Our work in Guna

Optimize Health delivers comprehensive primary health care for a defined rural population while building an operational architecture designed to scale. We operate this model today in Guna district, Madhya Pradesh, where we have been working since 2021.

Foundation

Population-based comprehensive primary health care means caring for everyone in a defined population continuously — across promotion, prevention, diagnosis, treatment, longitudinal management, and coordinated referral, for all conditions, ages, and life stages — alongside essential public health functions and community engagement that operate at the population level. Articulated at Alma-Ata in 1978 and reaffirmed at Astana forty years later, this conception of primary health care is the foundation for equitable health systems and better population health. It remains, in most of the world, an aspiration rather than a reality.

We serve an empaneled catchment of roughly 5,000 people across nine villages. Every individual in the catchment is registered, known to the team, and followed longitudinally. Care is continuous rather than episodic — the same teams attend to the same families over time, integrating prevention, screening, treatment, and chronic disease management within a single relationship.

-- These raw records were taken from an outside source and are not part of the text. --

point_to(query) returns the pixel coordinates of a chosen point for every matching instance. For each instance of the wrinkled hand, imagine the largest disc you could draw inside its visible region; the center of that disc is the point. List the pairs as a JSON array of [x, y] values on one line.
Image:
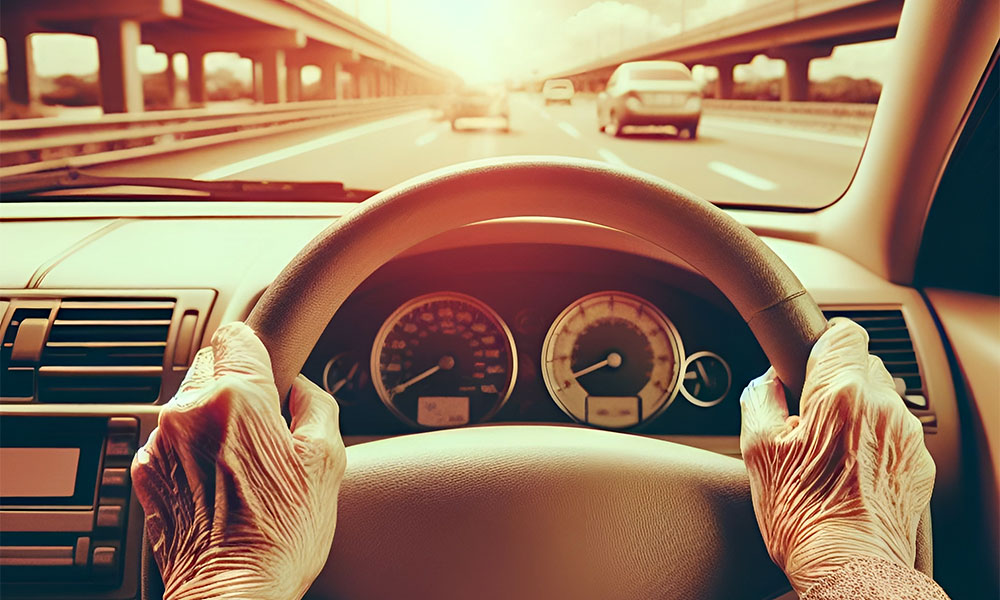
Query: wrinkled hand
[[236, 504], [848, 478]]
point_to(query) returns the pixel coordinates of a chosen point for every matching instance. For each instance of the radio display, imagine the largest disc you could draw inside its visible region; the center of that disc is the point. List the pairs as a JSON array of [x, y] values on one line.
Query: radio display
[[50, 461], [38, 472]]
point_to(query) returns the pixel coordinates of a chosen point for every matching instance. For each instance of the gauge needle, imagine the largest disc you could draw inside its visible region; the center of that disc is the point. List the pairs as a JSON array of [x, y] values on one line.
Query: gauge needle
[[445, 364], [614, 360], [702, 372]]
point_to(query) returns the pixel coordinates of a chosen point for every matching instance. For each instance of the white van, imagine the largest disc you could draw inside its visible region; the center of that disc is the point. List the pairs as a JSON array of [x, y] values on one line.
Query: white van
[[558, 90]]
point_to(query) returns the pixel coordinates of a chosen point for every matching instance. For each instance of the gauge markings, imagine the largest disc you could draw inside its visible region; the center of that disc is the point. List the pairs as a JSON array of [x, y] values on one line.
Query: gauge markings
[[457, 349], [612, 360]]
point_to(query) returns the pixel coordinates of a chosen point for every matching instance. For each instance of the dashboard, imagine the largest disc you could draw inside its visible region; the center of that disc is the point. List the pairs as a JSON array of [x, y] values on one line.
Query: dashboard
[[103, 306], [536, 333]]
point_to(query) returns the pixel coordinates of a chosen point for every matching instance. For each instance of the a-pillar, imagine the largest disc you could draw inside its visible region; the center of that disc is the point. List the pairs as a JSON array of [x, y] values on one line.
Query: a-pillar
[[330, 80], [272, 64], [20, 60], [196, 78], [795, 84], [293, 81], [121, 82]]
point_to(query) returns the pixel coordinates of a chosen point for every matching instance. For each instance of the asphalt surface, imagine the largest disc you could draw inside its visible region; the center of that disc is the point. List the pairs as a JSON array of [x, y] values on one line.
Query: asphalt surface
[[732, 161]]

The team manages the full scope of primary health care:

Acute illness — common infections including respiratory illness and diarrheal disease, with timely diagnosis and treatment.

Chronic disease — hypertension, diabetes, and other conditions, managed through proactive screening and ongoing follow-up.

Maternal and child health — antenatal and postnatal care, child development monitoring, immunizations.

Promotion, prevention, and screening — at the level of both individual and community.

Linkages to higher levels of care — when a patient requires services beyond primary care, the team coordinates the referral and follows up afterward.

Team-Based Care

Care is delivered by a small team designed for comprehensive primary care:

Community health workers attend to families in their homes — conducting screenings, providing health education, monitoring chronic conditions, and coordinating follow-up.

A physician is integrated into the team through scheduled and on-demand telemedicine consultations to address acute illnesses and to steer preventive and long-term management.

A pharmacist ensures the safe dispensing of medications and educates patients on their treatments.

An operations team manages day-to-day logistics, helps coordinate referrals, and ensures that no patient or condition falls through the cracks.

Integration and Partners

At the local level, where rural sub-centres are often nominally present but functionally limited for comprehensive primary care, Optimize Health operates as the source of primary health care for the population we serve. Above the sub-centre — at the district health system level — we integrate with public infrastructure: coordinating referrals and aligning with the broader health system in Guna district and, when needed, tertiary facilities in Bhopal. Our model is designed to be the comprehensive primary care that is otherwise missing at the village level, while remaining connected to the larger health system around it.

We work in close partnership with Pragati Manav Seva Sansthan, a local NGO whose programs in education, nutrition, and skill development address the broader social and economic determinants of health that clinical care alone cannot reach.

Our work is also shaped by a posture of learning rather than competition. Across India and globally, many like-minded organizations are working on different elements of primary health care — community health worker programs, chronic disease management, maternal and child health innovations, digital health and telemedicine, diagnostic and screening approaches. We aim to understand what works in those efforts and integrate those lessons into our own delivery model. Comprehensive primary health care at scale is too large a problem for any single organization to solve; the path forward depends on shared learning across the field.

Scale

The PHC delivery unit — roughly 5,000 people — is the unit of scale at which comprehensive integrated primary health care can be made to function. The work in this current catchment is developing the operating architecture for that unit: the integration logic, the orchestration of care across conditions and providers, the coordination that makes comprehensive primary care operationally tractable. That is the foundational work we are doing now.

This choice is informed by direct experience operating at much larger scale — including national programs in Nigeria, Guinea, and elsewhere — where the limits of broad deployment without unit-level integration become visible. Scaling a thin or fragmented layer of services across many villages is a different problem from making comprehensive integrated care actually function for a defined population.

Scaling from this unit is a different kind of work, and the team has been built for it. Our same team can support implementation for up to 25,000 people. Scaling within this range requires only additional community health workers — who must remain close to the families they serve — together with the medications and diagnostics that expanded coverage demands. The next phase will scale the model across several similarly sized catchments, and then to the district level, with the operating architecture supporting replicability at each step.